The Family Celebrating Christmas Eve
     A couple of subjects need to be addressed that others have raised.  Yes, the original family was Spanish and here it’s Scottish (Ewan McGregor as the father) and Australian, maybe British (Naomi Watts as the mother).  On a cynical level, this change in nationality could be so that it would play more easily in English-speaking countries.  However, taking Bayona at his word, the change also makes it seem like it goes beyond national boundaries.  The setting is a new resort in Thailand so when the tsunami hits, the focus is on assisting the tourists.  We don’t see what happened to many of the Thai because the family didn’t.  From my knowledge and my family’s (my aunt taught in Thailand a few years ago), the Thai are one of the friendliest and most gracious people on earth so, of course, they would provide the greatest help possible to victims, regardless of national origin.  

Ewan McGregor and Two of the Sons
     Ewan McGregor is a good choice as the father because he’s a technically accomplished actor who does not have star charisma.  Naomi Watts does, but it’s sublimated here because her character is wounded severely and is almost close to death for part of the story.  Tom Holland
Tom Holland as the Eldest Son
is wonderful as the eldest son and he looks like a middle-class English 12 year old so his heroics are even more remarkable.  The casting directors of this movie and Beasts of the Southern Wild deserve accolades for finding such terrific, natural children for such physically and emotionally demanding roles.  Bayona continually pulls away from this family’s story to see them in context and it’s as if he’s regarding an anthill.  The actors have to come across as ordinary and they do.  Geraldine Chaplin makes the most of her cameo as a wise old woman and she’s both exotic and earth-bound.  (Chaplin was a big European star – especially in Spain – during the ‘70s so Bayona earns this one sequence that pulls away from his overall view of one story among so many during something so enormous).

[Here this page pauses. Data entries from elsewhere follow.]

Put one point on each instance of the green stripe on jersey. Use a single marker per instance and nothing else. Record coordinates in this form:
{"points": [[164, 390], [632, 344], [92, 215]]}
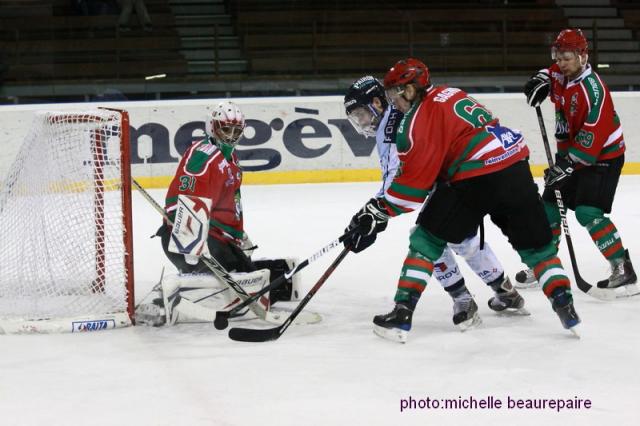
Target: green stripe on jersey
{"points": [[473, 143], [595, 92], [409, 191], [199, 158], [590, 159], [226, 228]]}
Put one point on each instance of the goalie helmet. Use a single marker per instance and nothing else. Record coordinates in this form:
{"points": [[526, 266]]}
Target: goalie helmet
{"points": [[569, 40], [226, 123], [359, 105]]}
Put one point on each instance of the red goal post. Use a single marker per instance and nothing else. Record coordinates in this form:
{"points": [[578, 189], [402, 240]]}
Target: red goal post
{"points": [[66, 258]]}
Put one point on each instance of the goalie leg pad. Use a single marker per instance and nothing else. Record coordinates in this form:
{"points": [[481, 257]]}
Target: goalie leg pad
{"points": [[200, 296], [290, 290]]}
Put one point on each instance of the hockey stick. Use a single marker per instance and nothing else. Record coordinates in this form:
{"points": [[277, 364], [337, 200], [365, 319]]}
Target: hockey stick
{"points": [[264, 335], [210, 262], [221, 322], [584, 286]]}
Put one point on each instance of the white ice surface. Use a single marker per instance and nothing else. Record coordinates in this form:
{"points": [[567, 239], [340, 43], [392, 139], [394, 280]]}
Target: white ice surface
{"points": [[338, 372]]}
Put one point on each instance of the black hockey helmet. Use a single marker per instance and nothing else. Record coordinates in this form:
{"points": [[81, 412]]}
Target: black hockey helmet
{"points": [[362, 92], [358, 104]]}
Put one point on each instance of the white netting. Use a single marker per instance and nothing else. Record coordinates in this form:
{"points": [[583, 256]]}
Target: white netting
{"points": [[62, 251]]}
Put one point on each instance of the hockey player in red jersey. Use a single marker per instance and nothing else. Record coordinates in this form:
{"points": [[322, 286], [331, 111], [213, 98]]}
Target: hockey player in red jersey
{"points": [[482, 169], [590, 151], [371, 115]]}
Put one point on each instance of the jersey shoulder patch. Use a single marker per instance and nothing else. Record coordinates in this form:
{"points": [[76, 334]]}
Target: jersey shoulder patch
{"points": [[391, 127], [595, 94]]}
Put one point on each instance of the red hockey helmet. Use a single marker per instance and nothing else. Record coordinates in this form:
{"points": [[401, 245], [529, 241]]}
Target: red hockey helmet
{"points": [[570, 40], [408, 71]]}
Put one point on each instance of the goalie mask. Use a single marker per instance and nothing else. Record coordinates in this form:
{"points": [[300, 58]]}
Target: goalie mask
{"points": [[226, 123], [359, 105]]}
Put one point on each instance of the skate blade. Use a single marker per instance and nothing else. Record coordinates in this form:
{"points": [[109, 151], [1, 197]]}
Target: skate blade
{"points": [[510, 312], [575, 331], [393, 334], [279, 315], [472, 322], [526, 285], [625, 291]]}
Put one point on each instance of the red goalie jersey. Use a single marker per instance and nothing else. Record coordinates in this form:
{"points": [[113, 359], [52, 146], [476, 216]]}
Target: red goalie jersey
{"points": [[587, 126], [205, 172]]}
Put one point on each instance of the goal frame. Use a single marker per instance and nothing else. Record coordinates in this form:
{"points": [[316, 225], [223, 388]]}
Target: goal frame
{"points": [[95, 322]]}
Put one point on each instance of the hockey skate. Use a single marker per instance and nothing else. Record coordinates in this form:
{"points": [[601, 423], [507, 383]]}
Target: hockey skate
{"points": [[562, 304], [507, 300], [395, 325], [465, 313], [623, 277], [526, 279]]}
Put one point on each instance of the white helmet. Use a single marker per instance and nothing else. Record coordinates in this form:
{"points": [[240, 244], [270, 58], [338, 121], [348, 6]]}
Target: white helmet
{"points": [[226, 123]]}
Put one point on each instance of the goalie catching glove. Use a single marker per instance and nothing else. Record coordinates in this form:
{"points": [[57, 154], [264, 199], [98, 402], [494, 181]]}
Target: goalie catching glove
{"points": [[537, 88], [365, 225], [558, 175]]}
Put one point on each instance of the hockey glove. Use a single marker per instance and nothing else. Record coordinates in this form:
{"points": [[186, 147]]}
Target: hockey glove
{"points": [[558, 175], [370, 219], [537, 88]]}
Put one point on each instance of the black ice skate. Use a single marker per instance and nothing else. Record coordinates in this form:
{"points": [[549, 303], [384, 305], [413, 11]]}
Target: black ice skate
{"points": [[465, 313], [562, 304], [395, 325], [526, 279], [507, 300], [622, 275], [465, 309]]}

     There are two amazing elements about the movie.  The first is what an unbelievably competent job the Thai people did in addressing the disaster and caring for the victims.  (Our response to Katrina looks even more amateurish in retrospect).  The two American characters behave with consummate selfishness.  The other sequence where I held my breath was when we saw just what the mother went through from the moment the wave hit until she was able to surface.  That she survived was a miracle, but among many others when everything about those days is examined.




I can only imagine what I would have looked like in that situation.